Building lightweight in memory caches with Google Guava - no more putIfAbsent

July 9, 2012 | 4 min Read

I can’t count the number of times I found myself implementing some sort of cache. In many situations caching is really useful e.g. when the computation of a value is expensive or when loading of resources is involved. I bet you found yourself implementing a cache many times too. Probably you have also used a Java Map for storing the values. One disadvantage of using Maps for caching is that you have to implement the eviction of entries yourself, e.g. to keep the size to a given limit. When you develop for a concurrent environment the task gets more complicated and a simple Map is not sufficient. You need to switch to a thread safe solution, e.g. a ConcurrentHashMap. ConcurrentHashMaps solve the concurrency problem, but the code gets ugly. You have to deal with the fact that keys can be added multiple times from different threads concurrently.

A few months ago I learned about Google Guava’s Caches. I was so impressed by their simplicity that this was the last time I have implemented a cache myself. Let’s see how Guava can help us by taking a look at a simple example, comparing a ConcurrentHashMap based cache with an implementation using Guava Caches. I have created a cache that stores simple String values. The computation of the values is done by the method createRandom. You will notice that just a simple String is created.
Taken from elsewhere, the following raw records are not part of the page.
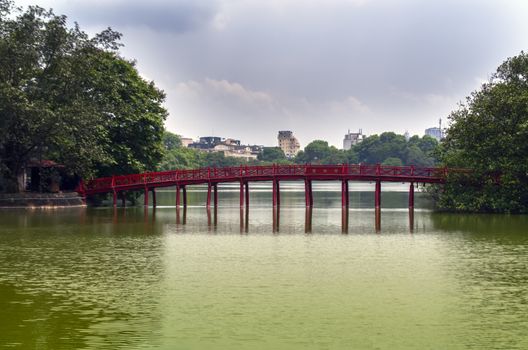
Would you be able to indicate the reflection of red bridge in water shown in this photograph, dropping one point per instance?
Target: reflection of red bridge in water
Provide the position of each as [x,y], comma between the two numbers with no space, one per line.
[244,174]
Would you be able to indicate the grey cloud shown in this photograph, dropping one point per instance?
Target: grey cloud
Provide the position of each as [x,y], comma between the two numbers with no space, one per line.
[293,64]
[178,16]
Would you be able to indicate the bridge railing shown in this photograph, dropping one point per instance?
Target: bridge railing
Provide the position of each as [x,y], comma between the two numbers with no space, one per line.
[227,173]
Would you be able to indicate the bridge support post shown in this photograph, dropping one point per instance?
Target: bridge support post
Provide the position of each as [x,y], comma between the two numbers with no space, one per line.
[247,194]
[344,219]
[208,204]
[308,193]
[215,188]
[276,193]
[241,194]
[411,196]
[377,195]
[344,194]
[123,199]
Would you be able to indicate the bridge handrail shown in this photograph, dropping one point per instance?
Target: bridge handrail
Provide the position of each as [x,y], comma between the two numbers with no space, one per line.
[215,174]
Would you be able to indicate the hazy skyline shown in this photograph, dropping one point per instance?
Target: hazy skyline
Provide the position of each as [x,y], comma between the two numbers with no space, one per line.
[246,69]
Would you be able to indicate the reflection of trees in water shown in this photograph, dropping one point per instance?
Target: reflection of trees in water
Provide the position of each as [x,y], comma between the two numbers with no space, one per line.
[36,320]
[489,256]
[78,289]
[505,228]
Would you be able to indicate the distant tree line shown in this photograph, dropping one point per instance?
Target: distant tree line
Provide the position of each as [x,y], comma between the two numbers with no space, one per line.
[71,98]
[489,135]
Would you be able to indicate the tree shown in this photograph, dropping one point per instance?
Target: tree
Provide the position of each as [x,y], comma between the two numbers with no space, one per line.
[489,134]
[171,141]
[319,152]
[272,155]
[73,99]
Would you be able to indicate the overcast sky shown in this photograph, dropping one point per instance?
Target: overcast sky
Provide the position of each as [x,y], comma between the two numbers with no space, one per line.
[246,69]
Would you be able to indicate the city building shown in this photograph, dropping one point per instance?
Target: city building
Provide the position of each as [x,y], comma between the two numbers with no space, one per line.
[288,143]
[229,147]
[436,132]
[352,139]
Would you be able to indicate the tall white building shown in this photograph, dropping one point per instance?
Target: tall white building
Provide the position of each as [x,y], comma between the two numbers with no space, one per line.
[288,143]
[352,139]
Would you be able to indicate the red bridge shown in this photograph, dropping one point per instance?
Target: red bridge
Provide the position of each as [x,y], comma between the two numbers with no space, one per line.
[244,174]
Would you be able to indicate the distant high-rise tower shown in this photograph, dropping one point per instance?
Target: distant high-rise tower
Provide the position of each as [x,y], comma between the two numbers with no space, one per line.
[288,143]
[352,139]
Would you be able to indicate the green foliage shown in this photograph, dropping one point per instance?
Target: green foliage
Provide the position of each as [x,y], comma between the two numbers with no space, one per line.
[489,134]
[387,148]
[171,141]
[72,99]
[319,152]
[417,151]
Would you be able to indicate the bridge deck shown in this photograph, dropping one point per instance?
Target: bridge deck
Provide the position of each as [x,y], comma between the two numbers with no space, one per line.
[244,174]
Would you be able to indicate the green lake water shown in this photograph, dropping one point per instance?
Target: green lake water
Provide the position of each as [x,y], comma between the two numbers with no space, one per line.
[100,278]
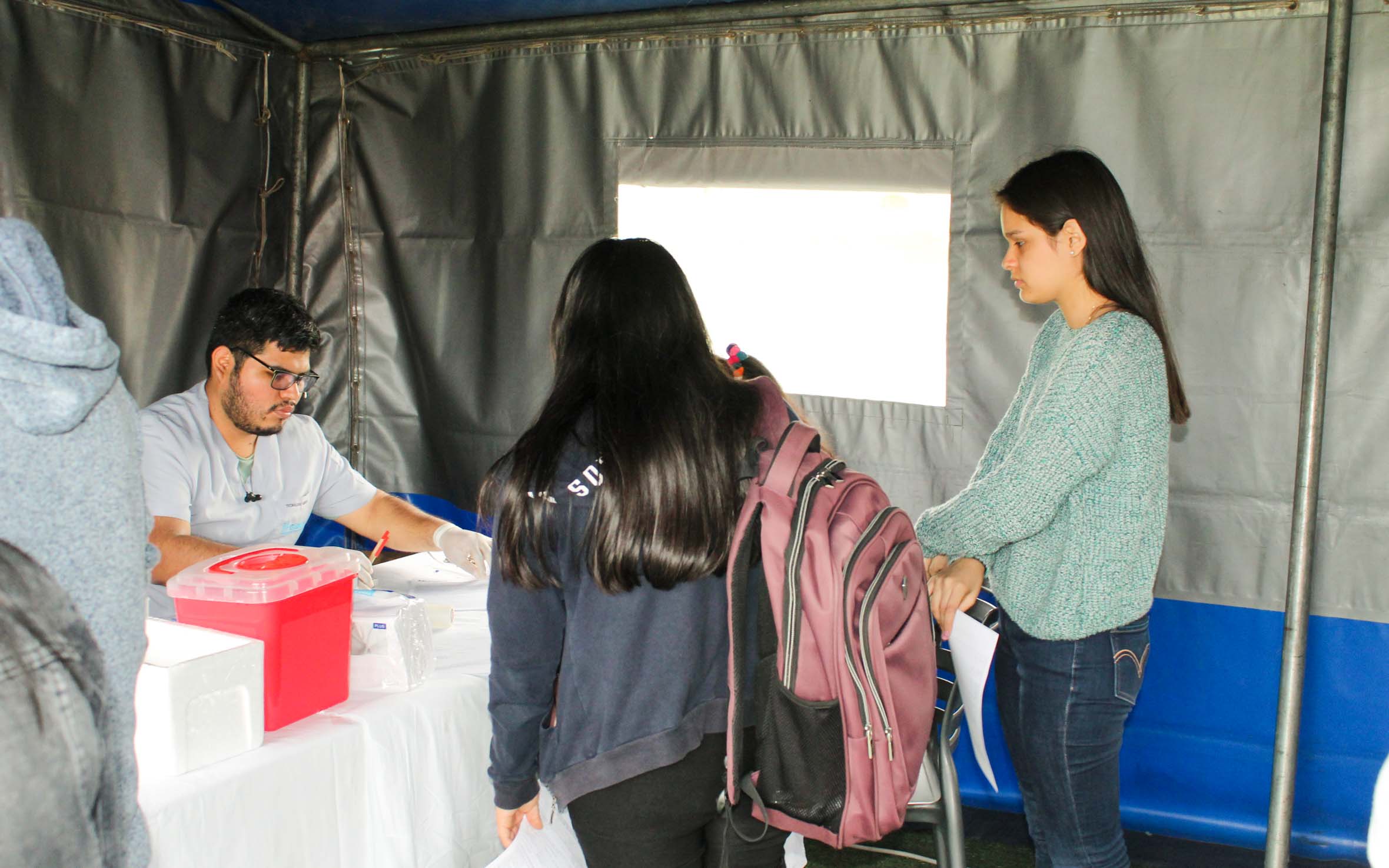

In a real production environment the content of this method will be some expensive computation… be creative ;)

public class Cache {

  private static final long MAX_SIZE = 100;

  private final ConcurrentHashMap<String, String> map;

  public Cache() {
    map = new ConcurrentHashMap<String, String>();
  }

  public String getEntry( String key ) {
    String result = createChacheEntry( key );
    removeOldestCacheEntryIfNecessary();
    return result;
  }

  private String createChacheEntry( String key ) {
    String result = map.get( key );
    if( result == null ) {
      String putResult = map.putIfAbsent( key, createRandom() );
      if( putResult != null ) {
        result = putResult;
      }
    }
    return result;
  }

  private void removeOldestCacheEntryIfNecessary() {
    if( map.size() > MAX_SIZE ) {
      String keyToDelete = map.keys().nextElement(); // very effective ;)
      map.remove( keyToDelete );
    }
  }

  private String createRandom() {
    return "I'm a random string or resource... Be creative ;)";
  }
}

As you can see this implementation is pretty messy. There are two heavy smelly things from my point of view. The first one is the putIfAbsent usage. All the ugly null checking and reassignment is everything but readable. The second smelly part is the eviction. To keep the size lower than 100 we have to intercept every add operation. The chosen implementation of the eviction strategy is very basic, it’s just to show you which sort of code we have to create when implementing a cache on our own.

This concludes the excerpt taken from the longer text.